Buildings can be transparent (the floor tile shows through), so that means an additional layer of data, not a replacement.
Certainly. Question is how to format this data so that work is offloaded to the GPU as much as possible, but without bogging it down.
I absolutely want to avoid walking around structures on the CPU determining how a door is drawn in open vs closed state.
One way to do it is by adding 3 additional fields to the map data: building (which building), building coordinate (ie which of the nine tiles of a workshop to use), and building material.
That's 10 bits for material, 5 bits for tile number (trade depot and siege workshop are 5x5), and 7 bits for building type. Note how this lacks open/closed spinning/stopped, build stage, orientation for pumps/waterwheels, etc state. Which add up to 44 bits by my estimation. Now that I got those 44 bits onto the gpu, what do I do with them? Somehow they must ultimately be mapped to graphics, and this is my main problem.

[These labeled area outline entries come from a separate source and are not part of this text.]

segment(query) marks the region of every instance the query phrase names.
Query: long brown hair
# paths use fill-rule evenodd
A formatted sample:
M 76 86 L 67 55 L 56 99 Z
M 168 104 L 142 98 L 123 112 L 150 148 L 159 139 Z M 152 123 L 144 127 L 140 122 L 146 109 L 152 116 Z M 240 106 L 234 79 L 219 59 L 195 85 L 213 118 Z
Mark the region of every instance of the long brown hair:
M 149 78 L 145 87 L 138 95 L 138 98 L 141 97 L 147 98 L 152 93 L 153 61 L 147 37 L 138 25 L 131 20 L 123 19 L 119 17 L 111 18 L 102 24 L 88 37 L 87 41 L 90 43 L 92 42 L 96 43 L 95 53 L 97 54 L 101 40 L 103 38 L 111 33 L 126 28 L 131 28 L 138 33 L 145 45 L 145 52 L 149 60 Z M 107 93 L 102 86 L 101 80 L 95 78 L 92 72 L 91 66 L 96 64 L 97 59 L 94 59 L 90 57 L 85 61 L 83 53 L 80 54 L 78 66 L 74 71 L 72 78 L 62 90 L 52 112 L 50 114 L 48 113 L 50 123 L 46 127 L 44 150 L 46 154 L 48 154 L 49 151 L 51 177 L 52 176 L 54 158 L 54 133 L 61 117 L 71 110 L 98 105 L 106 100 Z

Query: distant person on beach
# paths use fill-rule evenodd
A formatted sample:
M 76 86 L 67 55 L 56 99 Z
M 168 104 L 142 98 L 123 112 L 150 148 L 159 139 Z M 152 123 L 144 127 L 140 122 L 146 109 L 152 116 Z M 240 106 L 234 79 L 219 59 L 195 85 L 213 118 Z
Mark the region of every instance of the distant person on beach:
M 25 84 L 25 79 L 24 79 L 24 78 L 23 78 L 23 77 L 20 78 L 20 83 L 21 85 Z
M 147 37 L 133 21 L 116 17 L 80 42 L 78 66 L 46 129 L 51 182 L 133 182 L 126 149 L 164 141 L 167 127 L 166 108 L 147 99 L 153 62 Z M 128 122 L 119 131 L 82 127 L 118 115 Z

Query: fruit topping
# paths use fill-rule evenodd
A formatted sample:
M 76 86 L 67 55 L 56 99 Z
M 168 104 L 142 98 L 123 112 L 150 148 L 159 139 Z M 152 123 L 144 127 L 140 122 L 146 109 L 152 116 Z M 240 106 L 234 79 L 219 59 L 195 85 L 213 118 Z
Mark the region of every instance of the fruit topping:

(not to mention bridges, stockpiles, civzones and rooms, their arbitrary dimensions is an entirely separate problem I haven't even thought about)
Another way to do it would be to have a list of buildings with coordinates. This is a sparse array. The GPU can merge it with the dense array of map data or render it as a second pass. The 3 fields are the same.
That would result in the GPU having to walk this list for each tile drawn. Not a very big deal in itself, but I expect to draw 4-6 z-levels, fake floors under trees and such require up to 8 texture lookups, and yet undetermined algorithm to apply stencils to tile borders will eat who knows how much gpu ticks. So brute-force methods don't cut it.
The building list would have to be sortied or indexed the list on the CPU, each game engine frame. But what sort of index? It has to be suitable for craetures and items too.
Also remember that you can use two textures if 1 texture has more than 32 bits of data per location. I don't know if that's your problem, but you mentioned 44 bits of building data being an issue.
44 bits are an issue if you try to use them as an index into some table. Otherwise, GL3.0 textures can hold 32bits per channel, that is quite enough.